SB 863 created the program by adding Labor Code Section 139.48, which says the purpose is to make "supplemental payments to workers whose permanent disability benefits are disproportionately low in comparison to their earnings loss." The section ordered the DIR to work with the Commission on Health and Safety and Workers' Compensation to set eligibility criteria and determine the amount of payments.
CHSWC contracted with the Rand Center for Health and Safety in the Workplace to study earning losses and benefits to try to create a formula for determining whether a worker's losses were disproportionately low in comparison to their loss of earnings. The resulting paper, "Identifying Permanently Disabled Workers with Disproportionate Earnings Losses for Supplemental Payments," found an average decline in post-injury earnings of 30.9% for people with an impairment rating of 1% to 4%, and 93.6% for workers with an impairment rating of 95% to 99%.
Based on these findings, Rand said a possible model for the program would require a worker with an impairment rating between 1% and 4% to demonstrate a 31% or greater loss of earnings to qualify for payments. A worker with an impairment rating of 95% to 99% would need to show more than a 93.7% loss in earnings.
If utilization of the SJDB voucher remains constant, Rand estimated about 10,290 injured workers would qualify for payments each year. With $120 million available, the average payment would be $11,662. If voucher use doubled, Rand said 20,580 workers would receive average payments of $5,831.
Rand's methodology would have required a worker to maintain post-injury earning data for three years to demonstrate an actual loss of earnings.
The administration wanted something that was less complicated and didn't require injured workers to wait three years for payments, according to David Lanier, secretary of the Labor and Workforce Development Agency. So it decided to use the SJDB as a "proxy" for identifying which workers suffered the greatest financial losses, Lanier told members of the Senate Rules Committee during his confirmation hearing in May 2014.
"It has the clear advantage of putting the money in the hands of the injured workers sooner," Lanier said.
Gurvey said the idea for the program, which was added to SB 863 in the final days of the 2012 legislative session to win support from key leaders such as former Senate President Pro Tem Darrell Steinberg, was to compensate the most seriously injured workers. The department's rules run contrary to that, he said.

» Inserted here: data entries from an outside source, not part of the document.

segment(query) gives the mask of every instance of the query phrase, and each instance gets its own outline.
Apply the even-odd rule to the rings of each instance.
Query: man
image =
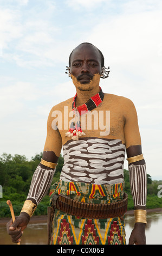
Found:
[[[8,223],[8,234],[13,242],[20,240],[49,188],[63,146],[60,181],[50,191],[55,214],[49,243],[125,244],[126,149],[135,209],[129,243],[145,244],[146,164],[134,106],[124,97],[103,94],[100,80],[107,77],[109,70],[102,53],[91,44],[76,47],[69,62],[76,95],[55,106],[49,114],[42,160],[20,216],[14,224]]]

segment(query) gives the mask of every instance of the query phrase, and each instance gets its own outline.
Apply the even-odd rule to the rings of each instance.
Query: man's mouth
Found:
[[[93,77],[90,76],[90,75],[80,75],[77,77],[78,81],[89,81],[93,79]]]

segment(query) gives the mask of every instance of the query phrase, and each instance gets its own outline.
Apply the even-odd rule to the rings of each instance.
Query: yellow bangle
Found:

"The limitations on the fund have made this notion a total joke," Gurvey said. "In fact, the people who may take advantage of it are most likely not the ones where it will make any difference."
He said he didn't know what to make of the data showing 196 workers have qualified for payments since the DIR started accepting applications in April. But he questioned whether all the eligible workers really need the additional income, or if they were just applying for the benefit because it's there.
"If the Legislature would have been serious about helping out those injured workers who have suffered catastrophic injuries, then the money would have been better spent with different guidelines for dissemination," he said. "This program has been a huge disappointment after all of the hype on the Thursday evening before the fateful Friday vote on SB 863.”